For decades now, mathematical complexity is being regarded as the sole means to creating a sufficient distance between a ciphertext and its generating plaintext. Alas, mathematical complexity operates under the irremovable shadow of stealth cryptanalysis. By its nature mathematical complexity is vulnerable to smarter mathematicians and better equipped adversaries, which is a sufficient motivation to explore an alternative means to project security. Applying the Innovation Solution Protocol such an alternative has been found: randomness. Not as next to mathematical complexity, rather as its replacement. Unlike complexity, randomness is not vulnerable to smarter mathematicians and better equipped adversaries. It removes the shadow under which all modern ciphers operate by proposing a framework wherein the message transmitter may apply arbitrary quantities of ad-hoc randomness with which to secure a transmission over a secret key of arbitrary large size; and where only a part thereto may participate in any instance of encryption; and where security is increased in proportion to the amount of randomness involved.
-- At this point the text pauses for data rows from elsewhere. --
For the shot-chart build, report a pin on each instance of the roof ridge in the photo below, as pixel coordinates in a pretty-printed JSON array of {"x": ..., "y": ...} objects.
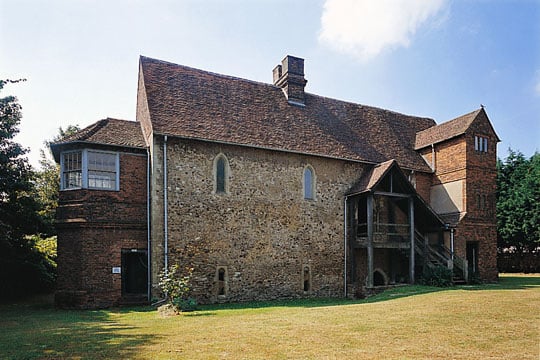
[{"x": 208, "y": 72}]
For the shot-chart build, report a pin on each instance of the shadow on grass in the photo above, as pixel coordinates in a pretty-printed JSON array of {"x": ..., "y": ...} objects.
[
  {"x": 506, "y": 282},
  {"x": 42, "y": 332}
]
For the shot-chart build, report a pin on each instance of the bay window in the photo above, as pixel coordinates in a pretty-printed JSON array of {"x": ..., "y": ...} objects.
[{"x": 89, "y": 169}]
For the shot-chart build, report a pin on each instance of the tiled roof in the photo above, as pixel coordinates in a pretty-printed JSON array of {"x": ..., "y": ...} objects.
[
  {"x": 446, "y": 130},
  {"x": 371, "y": 178},
  {"x": 197, "y": 104},
  {"x": 109, "y": 132}
]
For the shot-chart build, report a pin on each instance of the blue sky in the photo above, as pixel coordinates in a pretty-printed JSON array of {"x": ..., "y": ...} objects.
[{"x": 434, "y": 58}]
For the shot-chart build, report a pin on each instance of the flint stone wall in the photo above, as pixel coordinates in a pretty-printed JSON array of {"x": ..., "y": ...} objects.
[{"x": 262, "y": 232}]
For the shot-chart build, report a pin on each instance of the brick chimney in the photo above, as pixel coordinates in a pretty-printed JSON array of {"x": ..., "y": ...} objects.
[{"x": 290, "y": 77}]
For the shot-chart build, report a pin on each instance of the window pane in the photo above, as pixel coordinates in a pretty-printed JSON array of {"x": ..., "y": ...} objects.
[
  {"x": 72, "y": 170},
  {"x": 220, "y": 175},
  {"x": 101, "y": 180},
  {"x": 101, "y": 161},
  {"x": 308, "y": 184},
  {"x": 72, "y": 179}
]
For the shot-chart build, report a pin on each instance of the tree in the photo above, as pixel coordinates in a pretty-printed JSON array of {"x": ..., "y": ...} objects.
[
  {"x": 47, "y": 184},
  {"x": 22, "y": 268},
  {"x": 518, "y": 202}
]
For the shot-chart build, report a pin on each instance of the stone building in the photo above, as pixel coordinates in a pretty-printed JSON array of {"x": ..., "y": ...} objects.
[{"x": 268, "y": 192}]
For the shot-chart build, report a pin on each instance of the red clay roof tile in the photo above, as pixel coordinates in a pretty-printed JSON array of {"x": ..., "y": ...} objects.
[{"x": 197, "y": 104}]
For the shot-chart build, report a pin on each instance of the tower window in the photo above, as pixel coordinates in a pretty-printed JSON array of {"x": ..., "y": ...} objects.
[{"x": 480, "y": 144}]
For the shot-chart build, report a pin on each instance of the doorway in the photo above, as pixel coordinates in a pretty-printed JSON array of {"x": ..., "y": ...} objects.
[
  {"x": 134, "y": 271},
  {"x": 472, "y": 257}
]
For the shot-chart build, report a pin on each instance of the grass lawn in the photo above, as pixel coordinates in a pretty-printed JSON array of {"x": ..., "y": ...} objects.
[{"x": 499, "y": 321}]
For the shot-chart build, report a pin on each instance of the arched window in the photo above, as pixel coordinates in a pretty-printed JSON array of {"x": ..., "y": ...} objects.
[
  {"x": 221, "y": 174},
  {"x": 309, "y": 183}
]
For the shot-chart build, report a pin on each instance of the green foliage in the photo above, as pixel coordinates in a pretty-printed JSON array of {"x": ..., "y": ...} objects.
[
  {"x": 23, "y": 269},
  {"x": 439, "y": 276},
  {"x": 47, "y": 184},
  {"x": 176, "y": 285},
  {"x": 518, "y": 202}
]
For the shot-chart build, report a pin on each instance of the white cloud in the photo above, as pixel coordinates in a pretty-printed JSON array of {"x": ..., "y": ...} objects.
[{"x": 364, "y": 28}]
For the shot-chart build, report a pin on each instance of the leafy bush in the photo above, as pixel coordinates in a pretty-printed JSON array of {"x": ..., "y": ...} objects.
[
  {"x": 439, "y": 276},
  {"x": 176, "y": 285}
]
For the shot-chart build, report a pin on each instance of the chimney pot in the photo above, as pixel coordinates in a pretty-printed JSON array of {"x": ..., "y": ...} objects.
[{"x": 290, "y": 77}]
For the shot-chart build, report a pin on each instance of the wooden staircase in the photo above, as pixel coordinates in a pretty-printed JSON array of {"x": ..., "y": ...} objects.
[{"x": 441, "y": 256}]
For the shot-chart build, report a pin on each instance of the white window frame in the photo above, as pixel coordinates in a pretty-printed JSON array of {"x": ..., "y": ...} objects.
[{"x": 84, "y": 170}]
Handling the large quantities of randomness is 'messy' and inconvenient, albeit, the user, not the cipher designer, decides how much inconvenience to put up with in order to build sufficient security to meet the pressing threat. With sufficient randomness, transmission security may exceed One-Time-Pad (OTP) in as much as even the size of the plaintext is not determinable. Ciphers that shift the security responsibility to the user are called "Trans-Vernam", honoring Gilbert S. Vernam's OTP, or "Tesla Ciphers", reflective of the fact that Tesla offered a new power source for the automotive industry, much as the Tesla ciphers offer a new security source for cyberspace. The Tesla cryptographic modality has its security substantiated with a mathematical proof. It is Quantum ready and AI resistant. It is battery-friendly, and ultra fast. Albeit this proposal brings to question a long-established cryptographic premise, with all that is involved.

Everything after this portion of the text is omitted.